Barn and house

One of my favorite things about this land we live on is the old barn. Circa 1832 in the original part, it dwarfs the house and consists of four stories topped by an attic space under the roof. The cellar contains several rough animal stalls and is the occasional residence of a skunk, raccoon, woodchuck or grumpy porcupine. Phoebes nest every year in the cellar and first floor rafters. We store wood on the first floor. The second and third floors were an old hay mow and now are a repository for discarded furniture, miscellaneous remnants of wood, and old windows and doors. This is New England. These Yankees keep everything!

The barn is a tenement for rodents, bats, insects and birds, along with creatures like the aforesaid porcupine, who wander into the cellar in search of shelter.

New England Barn
Barn Cellar

When I moved to Maine, I stored some of my things in the barn; things I didn’t have room for in the house but wanted more accessible than the storage unit. Now that I’ve moved out of the storage unit and everything is here on the property, I’m determined to go through each box and discard what is no longer useful.

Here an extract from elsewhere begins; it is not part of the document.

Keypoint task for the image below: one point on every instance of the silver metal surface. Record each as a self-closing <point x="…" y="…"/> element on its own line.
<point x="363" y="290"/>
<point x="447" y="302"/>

I work in the second story of the barn. The south wall contains a row of windows, several of which are broken. The west wall also has a broken window, and plentiful bat guano on the floor under it tells us this is their favored access point.

My hours in that space are strange, almost otherworldly. I sit on an old round lidded metal bucket that once contained popcorn. My table is the lid of a large plastic storage bin. I unpack the boxes I taped and labeled more than four years ago in Colorado, in a different life and half a world away. The barn is alive with stirrings and fugitive drafts. The wood floor dips and sways, creaking underfoot and showing cracks between the planks. The scent of apple blossoms floats in through the windows, along with the sounds of insects and the sweet calls of the phoebes as they hunt those insects. Once I’ve settled down quietly to work, squirrels, mice and chipmunks forget my presence and begin to scurry overhead and in the walls around me. I know bats are clustered under the roof, a floor and a half above me. Light comes in through countless cracks and crevices in the walls. The roof leaks in many places.

The body of the barn is loosening and thinning, much like my own skin; as it does so it’s becoming rewoven into nature.

I’ve gone through boxes and boxes of beading material, sewing supplies, wreathmaking tools and elements, camping gear, seasonal decorations and kitchen items. The quiet barn fills with my memories as I review where I’ve been and recognize the steps bringing me to this place and this moment.

Photo by Anna Dziubinska on Unsplash






We love increase in this culture. The journey of childhood to adulthood. Increasing income in order to increase spending power. Upscaling, upgrading, updating, trading in. Increased choice, increased technological power and speed, increased likes and friends, increased access to “information” and entertainment. Bigger, better, newer, faster, more.

Now, suddenly I find myself strangely captured by the beauty of decrease. Perhaps what I’m feeling is a kind of surrender, a letting go. The barn lets go of its glass window panes, its nails, its roof shingles, the mortar in its foundations. As the fabric of its structure thins, life pours into it. The world inhabits it. The boundaries between the building and its setting are softening.

New England barn in winter
Winter barn

Observing this process of gradually increasing boundary ecstasy is breathtakingly, almost piercingly beautiful. My appreciation of its magic mingles with tears, memories and nostalgia as I unwrap and handle my things, once so beloved and important in my life, now boxed and stored.

As I load up the car and donate to our local charities, sell or give away what I no longer need, the storage space in the barn gradually empties. Sunlight fingers the floor where a stack of boxes stood. An errant breeze swirls dust into a brief glittering cloud.

Is empty space, or an empty moment, ever really empty? Can it be? Is a quiet afternoon without distraction or entertainment sterile and boring, or filled with peace and possibility we no longer recognize or welcome but starve for nonetheless?

Watching the reflection of moving leaves or water and sunlight on a bare wall feeds my creativity and joy in a way the finest piece of manmade art never could.

As I empty my life of so many objects, it becomes like the barn. I allow the cracks of long use, weathering and aging to show. I allow my memories and experience to mingle with the light, the moving air and the life outside my boundaries and barriers. I feel less isolated and more grateful, less anxious and more peaceful.

What is a life defined by the spaces between objects and tasks rather than the objects and tasks themselves? What is life in the spaces between our debts, bank balance and paychecks? What are the gifts hidden in decrease, in the slow passage of time, in loosening skin and softening bone? How much creativity and wisdom fill the spaces between our obligations, habits and addictions?

What hidden infinities lie in the spaces between each tick of the clock, each heartbeat and each breath? How much light can come into me as I widen the cracks in my physical envelope? More importantly, how much of my light can shine out into the darkness around me?